The problem is, there’s a lot more money to collect. As Finance Secretary Carlos Dominguez 3rd noted, it’s suspected the government is losing out to about P2 billion ($38.5 million) in income taxes per month for every 100,000 foreigners employed by POGOs. Based on Guballa’s own previous estimate that there are 130,000 foreigners in the industry, that would add up to P2.6 billion in potential taxes, of which P200 million would be a small fraction.
This is where the BIR has a very delicate balance to strike. It wants to celebrate the P200 million it has brought in, but still wants to bring in the much more significant amount of P2 billion or more.
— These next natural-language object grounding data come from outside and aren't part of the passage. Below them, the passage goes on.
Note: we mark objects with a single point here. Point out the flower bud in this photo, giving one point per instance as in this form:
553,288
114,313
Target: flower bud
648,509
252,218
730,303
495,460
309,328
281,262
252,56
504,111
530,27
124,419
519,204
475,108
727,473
But that more ambitious goal is a problem as well. Foreign employees who are enjoying their current tax avoidance are likely to leave all together if forced to pay what they’re expected to. So even if the coffers fill up for one month, it won’t stay that way.
That also leads to another problem. The Philippine Amusement and Gaming Corporation (PAGCOR) receives licensing fees and revenue from these POGOs. If they were forced to shut down, because the BIR wants to bring in a few extra bucks short term, that also ruins the revenues PAGCOR brings in, effectively biting one hand to feed the other.